Türkiye’de Anayasa’nın 79’un maddesi, Siyasi Partiler Kanunu’nun ilgili maddeleri açık. Bu şeffaflıkta açık hükümleri olan ve Yüksek Seçim Kurulu sistemiyle de teminat altına alınmış bir sistemimiz varken bu sistem konusunda tartışma çıkarmak ileriye dönük olarak Türkiye’ye verilecek en büyük zarardır. Eğer gerçekten böyle bir uygulama varsa bunun Siyasi Partiler Kanunu’nda ve Anayasa’da belirlenen ilkeler çerçevesinde itirazının zamanında yapılmış olması, zamanında değerlendirilmesi lazım.

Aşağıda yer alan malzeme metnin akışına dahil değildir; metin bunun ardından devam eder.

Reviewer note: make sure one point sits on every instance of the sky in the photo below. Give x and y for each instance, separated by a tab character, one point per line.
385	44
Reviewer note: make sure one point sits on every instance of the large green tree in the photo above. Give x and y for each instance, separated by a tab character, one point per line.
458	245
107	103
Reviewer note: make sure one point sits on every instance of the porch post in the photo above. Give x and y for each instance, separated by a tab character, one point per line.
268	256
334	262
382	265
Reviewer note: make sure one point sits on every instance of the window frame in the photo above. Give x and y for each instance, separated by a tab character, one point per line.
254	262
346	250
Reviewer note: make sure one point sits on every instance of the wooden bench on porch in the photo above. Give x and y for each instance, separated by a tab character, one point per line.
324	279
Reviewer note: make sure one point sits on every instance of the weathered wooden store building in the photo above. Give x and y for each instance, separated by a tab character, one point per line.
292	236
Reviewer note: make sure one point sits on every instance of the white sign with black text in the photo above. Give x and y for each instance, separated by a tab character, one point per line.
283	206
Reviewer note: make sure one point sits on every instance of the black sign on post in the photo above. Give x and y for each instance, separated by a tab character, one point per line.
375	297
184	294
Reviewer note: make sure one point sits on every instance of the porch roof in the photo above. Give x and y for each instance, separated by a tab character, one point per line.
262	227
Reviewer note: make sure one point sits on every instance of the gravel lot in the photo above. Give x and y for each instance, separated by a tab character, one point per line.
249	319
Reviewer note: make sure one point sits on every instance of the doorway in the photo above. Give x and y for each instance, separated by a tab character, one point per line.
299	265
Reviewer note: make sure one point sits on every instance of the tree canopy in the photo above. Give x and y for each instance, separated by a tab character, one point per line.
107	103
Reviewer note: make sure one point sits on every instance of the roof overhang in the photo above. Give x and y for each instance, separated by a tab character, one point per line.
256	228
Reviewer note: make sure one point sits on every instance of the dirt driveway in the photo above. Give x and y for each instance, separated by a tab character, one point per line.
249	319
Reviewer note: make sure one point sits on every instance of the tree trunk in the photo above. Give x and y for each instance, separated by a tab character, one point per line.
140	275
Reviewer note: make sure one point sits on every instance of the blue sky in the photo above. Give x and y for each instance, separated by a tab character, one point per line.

Bu yapılmamış, Asliye Hukuk Mahkemesi doğrudan kendi alanına girmeyen bir konuda bir hüküme yönelmiş, hadi bu sonradan ortaya çıkan bir iddiasa ve sonrasında bir hukuki süreç işliyorsa dahi alınan tedbir kararı tedbirin ötesine geçiyor ve var olan parti il başkanlığıyla ilgili tasarrufta bulunuyor. Tedbirin ötesinde, telafisi mümkün olmayan bir zararı ortadan kaldırmak için bu tedbir ortaya konuluyor ama yeni kongre süreci başlayacakken o kongre sürecini de etkileyecek bir karar alınıyor. Bunun kabul edilebilir bir tarafı yok.

“Yargının bu şekilde siyasallaşmasını da asla doğru bulmuyoruz”

Hepimizin üzerinde titrememiz gereken temel ilke seçim güvenliği. Seçim güvenliğinin olmadığı yerde demokrasi de olmaz siyasi hayatta olmaz. Burada sarsılan bu güvendir. Bu kararı bir siyasi mühendislik uygulaması olarak değerlendiriyoruz. Normal mecranda akan bir süreç olarak görmüyoruz. Yargının bu şekilde siyasallaşmasını da asla doğru bulmuyoruz.”